MEMORIA DEL PRESIDENTE AMAZONICO (Final)

                En los meses en que don José Braulio Camporredondo gobernó el inmanejable Perú de parcelas enfrentadas, de gentes en perpetua discordia, bien pudo anotar su nombre en la vieja costumbre de rechazar los escaños, de acabar con los curules. Es decir, de cerrar el Congreso. Ganas declaradas o razones de peso no le faltaron, pero no se atrevió a lanzar contra el  legislativo, lugar de donde provenía, a desatadas y revoltosas hordas armadas. Y se resignó a fatigar la furia verbal contra ese otro poder estatal.

En ese tiempo de hirvientes broncas y enconadas reyertas tantos peruanos, como ahora, creían que tenían derecho a ser presidentes o parlamentarios o próceres de la patria que pugnaba por formarse, por ser, tarea pendiente hasta ahora.
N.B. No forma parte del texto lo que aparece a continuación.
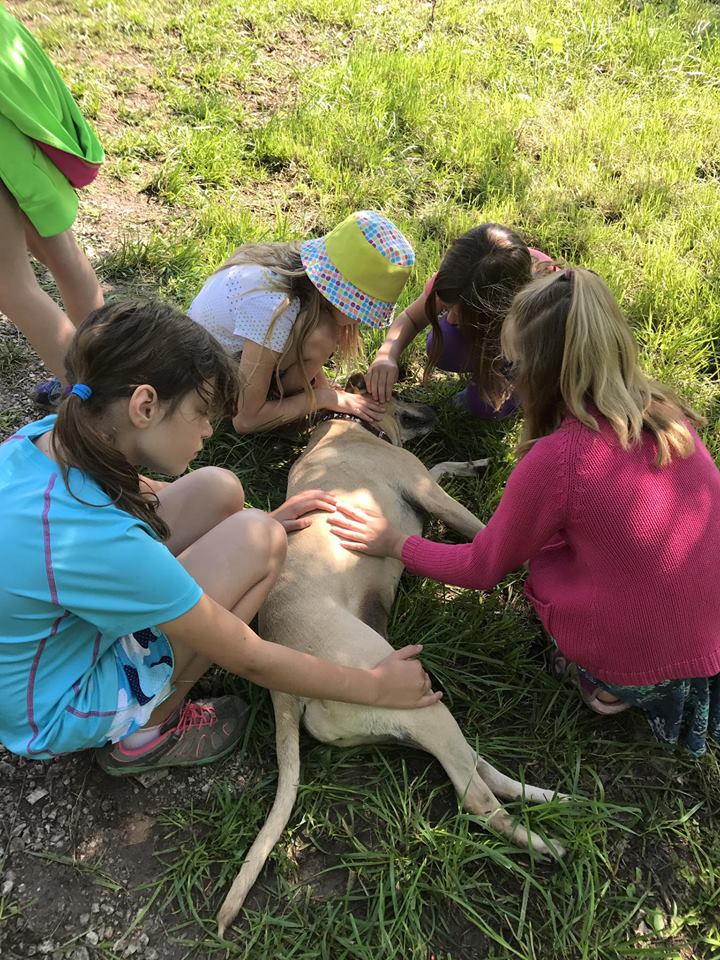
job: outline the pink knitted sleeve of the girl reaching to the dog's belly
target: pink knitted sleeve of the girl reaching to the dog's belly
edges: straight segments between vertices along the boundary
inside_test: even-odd
[[[568,438],[543,437],[510,474],[497,510],[472,543],[408,537],[402,561],[411,573],[458,587],[490,590],[532,559],[565,525]]]

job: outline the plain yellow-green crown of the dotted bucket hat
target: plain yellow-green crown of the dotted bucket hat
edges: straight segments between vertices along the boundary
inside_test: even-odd
[[[410,267],[390,263],[379,250],[363,236],[360,225],[352,214],[325,237],[328,259],[348,280],[363,293],[396,303],[405,281],[410,276]]]

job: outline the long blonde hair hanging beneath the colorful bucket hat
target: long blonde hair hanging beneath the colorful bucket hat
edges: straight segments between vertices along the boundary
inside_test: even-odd
[[[285,300],[277,307],[271,318],[270,327],[265,338],[268,348],[270,337],[272,336],[272,331],[278,318],[287,310],[293,300],[298,299],[300,301],[299,322],[296,321],[293,324],[292,333],[275,364],[275,383],[280,396],[282,396],[283,389],[280,374],[283,370],[284,362],[288,356],[294,352],[298,358],[300,370],[303,375],[303,390],[311,410],[314,410],[315,395],[312,384],[305,372],[302,359],[303,348],[308,337],[317,329],[321,314],[326,311],[329,306],[328,301],[305,272],[305,267],[300,258],[300,241],[293,243],[244,244],[242,247],[238,247],[215,272],[219,273],[221,270],[227,270],[228,267],[239,266],[240,264],[246,263],[267,267],[271,274],[271,286],[269,289],[277,290],[285,295]],[[361,351],[361,346],[362,341],[360,338],[359,324],[353,323],[340,327],[337,356],[342,365],[345,366],[353,363]]]

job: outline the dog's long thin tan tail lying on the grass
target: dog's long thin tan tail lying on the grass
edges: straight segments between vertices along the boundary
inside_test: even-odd
[[[297,797],[300,779],[300,701],[287,693],[273,693],[272,699],[278,762],[275,803],[220,907],[217,915],[219,936],[223,936],[245,902],[245,897],[290,819]]]

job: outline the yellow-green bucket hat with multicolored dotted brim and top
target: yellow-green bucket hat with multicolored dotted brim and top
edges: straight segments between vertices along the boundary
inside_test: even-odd
[[[325,237],[300,247],[305,271],[320,293],[353,320],[387,327],[415,263],[394,223],[375,210],[353,213]]]

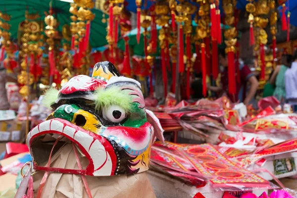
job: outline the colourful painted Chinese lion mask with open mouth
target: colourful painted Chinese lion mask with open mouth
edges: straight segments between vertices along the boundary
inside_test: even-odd
[[[92,77],[78,75],[59,91],[50,89],[44,104],[53,113],[27,137],[35,170],[89,176],[140,173],[148,170],[155,138],[163,140],[160,123],[146,110],[140,83],[120,76],[107,61],[94,66]],[[55,138],[55,148],[41,151],[39,145],[46,136]],[[40,165],[65,142],[74,143],[87,157],[85,169]]]

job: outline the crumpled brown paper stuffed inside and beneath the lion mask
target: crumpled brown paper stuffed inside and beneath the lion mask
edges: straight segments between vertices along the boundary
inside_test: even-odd
[[[81,156],[80,152],[78,154],[82,167],[86,167],[88,160],[86,157]],[[51,161],[51,167],[78,169],[71,144],[66,144],[58,150]],[[43,176],[44,171],[38,171],[34,175],[35,197]],[[93,198],[155,198],[146,172],[110,177],[85,177]],[[41,197],[88,198],[80,175],[53,172],[49,174]]]

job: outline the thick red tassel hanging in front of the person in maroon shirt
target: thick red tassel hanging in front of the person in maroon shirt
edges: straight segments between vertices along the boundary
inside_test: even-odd
[[[228,93],[230,95],[236,94],[235,81],[235,65],[234,65],[234,51],[228,52]]]

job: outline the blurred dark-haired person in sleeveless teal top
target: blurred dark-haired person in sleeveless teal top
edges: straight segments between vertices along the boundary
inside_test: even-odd
[[[283,54],[281,59],[282,64],[275,68],[269,79],[269,84],[275,85],[273,96],[281,103],[284,103],[286,100],[285,73],[291,65],[292,58],[290,54]]]

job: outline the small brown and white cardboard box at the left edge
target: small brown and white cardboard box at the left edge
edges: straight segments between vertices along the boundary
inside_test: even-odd
[[[17,120],[0,121],[0,142],[18,142],[21,137],[21,123]]]

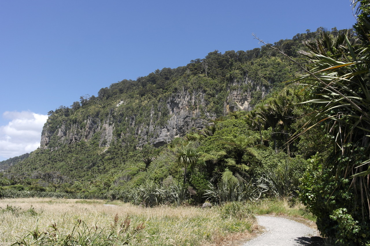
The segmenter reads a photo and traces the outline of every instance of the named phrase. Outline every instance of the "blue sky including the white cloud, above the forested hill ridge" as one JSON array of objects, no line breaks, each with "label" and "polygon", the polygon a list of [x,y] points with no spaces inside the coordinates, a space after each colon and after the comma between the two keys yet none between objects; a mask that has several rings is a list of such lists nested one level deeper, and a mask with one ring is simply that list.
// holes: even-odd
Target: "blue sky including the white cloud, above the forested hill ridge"
[{"label": "blue sky including the white cloud, above the forested hill ridge", "polygon": [[260,47],[252,33],[273,43],[355,21],[350,0],[0,1],[0,161],[37,147],[48,111],[111,83]]}]

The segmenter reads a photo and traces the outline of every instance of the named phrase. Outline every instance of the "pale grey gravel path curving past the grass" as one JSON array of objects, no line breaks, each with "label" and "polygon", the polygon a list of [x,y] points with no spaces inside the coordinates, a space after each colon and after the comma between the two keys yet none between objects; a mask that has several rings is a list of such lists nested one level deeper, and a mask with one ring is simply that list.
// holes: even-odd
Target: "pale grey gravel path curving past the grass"
[{"label": "pale grey gravel path curving past the grass", "polygon": [[308,246],[311,237],[317,236],[317,232],[299,222],[290,219],[256,216],[258,225],[265,227],[262,235],[242,246]]}]

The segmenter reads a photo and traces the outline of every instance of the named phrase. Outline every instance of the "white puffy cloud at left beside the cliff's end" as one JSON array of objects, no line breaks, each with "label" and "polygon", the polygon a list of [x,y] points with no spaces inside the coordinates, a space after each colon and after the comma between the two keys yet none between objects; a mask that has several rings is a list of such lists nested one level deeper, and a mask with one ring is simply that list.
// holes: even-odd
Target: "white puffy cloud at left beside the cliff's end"
[{"label": "white puffy cloud at left beside the cliff's end", "polygon": [[29,111],[4,112],[9,119],[6,126],[0,126],[0,160],[30,153],[40,147],[41,131],[48,118]]}]

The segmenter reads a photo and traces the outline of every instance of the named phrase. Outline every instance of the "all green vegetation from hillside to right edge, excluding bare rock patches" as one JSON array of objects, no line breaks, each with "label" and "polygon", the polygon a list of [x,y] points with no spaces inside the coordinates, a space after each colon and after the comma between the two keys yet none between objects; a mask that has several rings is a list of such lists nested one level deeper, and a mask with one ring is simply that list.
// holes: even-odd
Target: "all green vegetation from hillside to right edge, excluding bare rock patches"
[{"label": "all green vegetation from hillside to right edge, excluding bare rock patches", "polygon": [[[299,196],[324,236],[370,245],[369,4],[353,2],[355,31],[318,28],[250,51],[214,51],[62,106],[50,112],[47,147],[1,173],[1,185],[143,206]],[[250,93],[249,111],[225,114],[233,88]],[[209,124],[159,148],[145,144],[137,126],[153,118],[165,126],[166,100],[179,90],[194,95],[189,106]],[[58,139],[62,125],[78,132],[87,121],[114,124],[113,140],[98,131],[87,141]]]}]

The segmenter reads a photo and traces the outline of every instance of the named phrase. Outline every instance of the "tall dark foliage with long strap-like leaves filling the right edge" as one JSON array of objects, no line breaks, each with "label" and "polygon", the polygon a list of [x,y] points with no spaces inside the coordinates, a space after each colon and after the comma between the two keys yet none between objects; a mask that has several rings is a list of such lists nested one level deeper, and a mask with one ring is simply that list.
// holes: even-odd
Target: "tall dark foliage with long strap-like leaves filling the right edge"
[{"label": "tall dark foliage with long strap-like leaves filling the right edge", "polygon": [[301,198],[324,235],[342,245],[369,245],[370,1],[353,3],[358,37],[323,30],[305,42],[311,69],[294,80],[313,88],[304,102],[314,109],[305,131],[321,124],[331,136],[331,151],[303,178]]}]

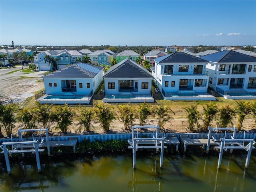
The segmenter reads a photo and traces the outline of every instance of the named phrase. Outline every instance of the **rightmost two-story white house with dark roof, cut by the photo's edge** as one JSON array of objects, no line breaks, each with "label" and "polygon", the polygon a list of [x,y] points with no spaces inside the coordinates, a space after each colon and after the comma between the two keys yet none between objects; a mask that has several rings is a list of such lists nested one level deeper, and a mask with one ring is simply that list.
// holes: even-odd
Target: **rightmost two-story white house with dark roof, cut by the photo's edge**
[{"label": "rightmost two-story white house with dark roof, cut by the photo's edge", "polygon": [[226,50],[200,58],[208,60],[210,88],[226,99],[256,99],[256,57]]}]

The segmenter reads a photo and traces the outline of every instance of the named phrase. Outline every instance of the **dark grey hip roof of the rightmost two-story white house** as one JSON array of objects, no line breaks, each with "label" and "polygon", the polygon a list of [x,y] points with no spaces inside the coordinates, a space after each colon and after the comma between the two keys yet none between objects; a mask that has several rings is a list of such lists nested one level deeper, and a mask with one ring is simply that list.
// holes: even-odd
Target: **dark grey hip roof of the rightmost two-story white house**
[{"label": "dark grey hip roof of the rightmost two-story white house", "polygon": [[218,63],[256,62],[256,57],[230,50],[220,51],[199,58]]}]

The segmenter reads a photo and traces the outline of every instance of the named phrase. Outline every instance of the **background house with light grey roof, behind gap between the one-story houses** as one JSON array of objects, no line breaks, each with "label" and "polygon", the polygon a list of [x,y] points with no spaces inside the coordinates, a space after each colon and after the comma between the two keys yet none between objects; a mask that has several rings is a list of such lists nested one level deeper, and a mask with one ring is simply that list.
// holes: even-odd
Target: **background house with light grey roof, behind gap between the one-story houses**
[{"label": "background house with light grey roof, behind gap between the one-story houses", "polygon": [[111,50],[97,50],[88,54],[88,57],[90,57],[92,64],[111,65],[112,59],[115,58],[115,53]]}]

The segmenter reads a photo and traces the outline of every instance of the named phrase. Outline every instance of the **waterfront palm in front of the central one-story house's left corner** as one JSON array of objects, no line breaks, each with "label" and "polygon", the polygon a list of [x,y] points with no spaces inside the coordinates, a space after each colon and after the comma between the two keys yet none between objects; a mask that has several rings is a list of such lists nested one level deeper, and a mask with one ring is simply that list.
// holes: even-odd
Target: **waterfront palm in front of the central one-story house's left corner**
[{"label": "waterfront palm in front of the central one-story house's left corner", "polygon": [[104,131],[109,131],[110,123],[116,119],[116,113],[113,108],[108,105],[96,105],[96,117],[100,121]]}]

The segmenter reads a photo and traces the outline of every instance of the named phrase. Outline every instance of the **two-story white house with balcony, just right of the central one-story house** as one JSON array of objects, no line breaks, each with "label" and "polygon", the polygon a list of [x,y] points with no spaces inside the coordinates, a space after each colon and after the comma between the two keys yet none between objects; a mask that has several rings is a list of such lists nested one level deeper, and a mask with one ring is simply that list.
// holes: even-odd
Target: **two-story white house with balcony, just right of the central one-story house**
[{"label": "two-story white house with balcony, just right of the central one-story house", "polygon": [[154,59],[154,81],[167,100],[216,100],[207,93],[207,61],[184,52]]}]

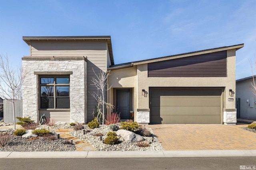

El ejercicio del poder era una disputa con y sin cuarteles. No se guardaban las formas ni se daba descanso a la insurgencia. Todo por disfrutar del protagonismo y de las tantas mieles propios del rubro.  El presidente de ese entonces, don Agustín Gamarra, como ya hemos visto, no delegó a nadie la segura derrota de sus opositores y marchó al combate. No confiaba, suponemos,  en nadie. El solo creía en él.

En los lances de las armas, en la vida de campaña en inhóspitos parajes, en la implacable persecución de los alzados, el referido mandatario no tuvo tiempo de apoyar a su relevo transitorio. Imaginamos que por ello el representante de Chachapoyas no se atrevió a más. Es decir, se quedó en la fase oral de su encono contra sus recientes compañeros de trabajo. Nadie, poco antes o poco después de la designación de Gamarra,  hubiera sospechado que las cosas acabarían tan bochornosamente.  En una pelea de perros y gatos entre los más altos poderes del país de antes.

En el discurso de estreno de su corto mando y fugaz mandato presidencial ante el mismo Congreso, don José Braulio era otra persona. Era el hombre conocido por todos que estaba muy empapado de los tejes y manejes de la labor en ese recinto. Era un buen parlamentario y en poco tiempo había conseguido la construcción de un colegio en Chachapoyas y la rebaja de los impuestos para el azúcar, el tabaco y la sal. Era, pues, un varón muy respetado y, acaso, admirado por sus colegas.

En el citado discurso echó flores y aromas a la digna majestad del recinto de las leyes, alabó el desempeñó de los congresistas de tantas filiaciones y bancadas, ofreció todo su apoyo a las brillantes iniciativas que emanarían de su verdadera casa  y, sobre todo, mencionó a la ciudad amazónica como su cuna sin renuncia. Es una gran verdad que el poder cambia a las personas, porque más tarde el senador amazónico se convirtió en un opositor de su propio lugar.

Entonces en el  juego de la vida política ese buen congresista pero pésimo mandatario perdió soga y cabra. Porque cuando el titular del pliego, el dueño del puesto, el rey del trono,  regresó  luego de sacar la mugre a sus adversarios, don José Braulio no tuvo a donde regresar. El Congreso en pleno, en ejercicio de sus funciones, con conocimiento de causa,  le desaforó en el acto, le sacó de patitas a la calle, le vacó con ganas o le revocó sin derecho a reclamo.